OYAK Akademi içerisinde sınırsız katalog eğitimleri ve çalışanlarımızın çektiği eğitim videolarımız var. Kurumsal Tube uygulamasını çok geniş kapsamlı biçimde kullanıyoruz. Her şirketimiz uzman olduğu alanda, konuda çalışanlarına kısa eğitim videoları çektiriyor. Bunlar sisteme yükleniyor. Bu videolardan yeri geldiğinde mesleki gelişim eğitimlerinin devamında, yeri geldiğinde satış ekiplerinin ve satışa destek veren birimlerin bilgilerinin tazelenmesi konusunda yararlanıyoruz.
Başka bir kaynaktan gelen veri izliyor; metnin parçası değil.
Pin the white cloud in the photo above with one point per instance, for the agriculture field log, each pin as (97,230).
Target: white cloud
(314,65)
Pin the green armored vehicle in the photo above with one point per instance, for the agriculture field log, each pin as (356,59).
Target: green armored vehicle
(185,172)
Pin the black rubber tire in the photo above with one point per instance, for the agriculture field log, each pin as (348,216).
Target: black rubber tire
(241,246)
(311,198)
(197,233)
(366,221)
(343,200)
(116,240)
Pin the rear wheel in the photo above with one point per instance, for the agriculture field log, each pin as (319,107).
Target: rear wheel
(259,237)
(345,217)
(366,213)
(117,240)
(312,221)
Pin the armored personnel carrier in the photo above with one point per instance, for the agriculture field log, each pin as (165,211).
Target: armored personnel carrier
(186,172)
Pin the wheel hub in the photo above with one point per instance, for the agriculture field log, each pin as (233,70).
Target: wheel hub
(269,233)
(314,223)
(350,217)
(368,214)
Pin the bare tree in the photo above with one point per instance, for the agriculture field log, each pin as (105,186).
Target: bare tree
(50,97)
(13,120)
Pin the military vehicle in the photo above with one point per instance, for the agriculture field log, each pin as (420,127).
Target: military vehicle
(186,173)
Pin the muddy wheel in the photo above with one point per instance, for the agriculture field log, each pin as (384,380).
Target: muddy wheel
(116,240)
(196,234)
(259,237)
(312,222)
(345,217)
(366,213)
Kısacası OYAK Akademi, iş başı öğrenmeyi hedefleyen, teşvik eden, içinden hiç çıkmadığımız, kopmadığımız, çok yaşayan bir sistem sunuyor bize.

Bu kadar yaşayan ve çalışanlarınızın sahiplendiği bir sistem yaratmayı nasıl başardınız? 

Her şeyden önce onlara hitap eden, parametreleri baştan doğru belirlenmiş bir sistem kurduk. Ama bu sistemi kurmakla kalmadık; genellikle bu tür çalışmalara bir eğitim projesi gibi bakılırken, biz bir iletişim projesi tasarladık. Eğitimi, iletişim odaklı yürüttük. Değişen sistemleri, salt kuru bir e-mail göndererek duyurmak yerine çalışanların keyif alabileceği platformlar organize ederek anlattık. Fabrikalarda, iş çıkışı çok eğlenceli aktiviteler düzenleyerek, konuşmacılarla, oyunlarla sistemi anlattık; kısa lezzetler sunduk. Ve elbette onlardan ilgi geldiği anda da teşekkür etmeyi, ilgi gösterenleri onurlandırmayı ve sistem içinde örnek göstermeyi ihmal etmedik.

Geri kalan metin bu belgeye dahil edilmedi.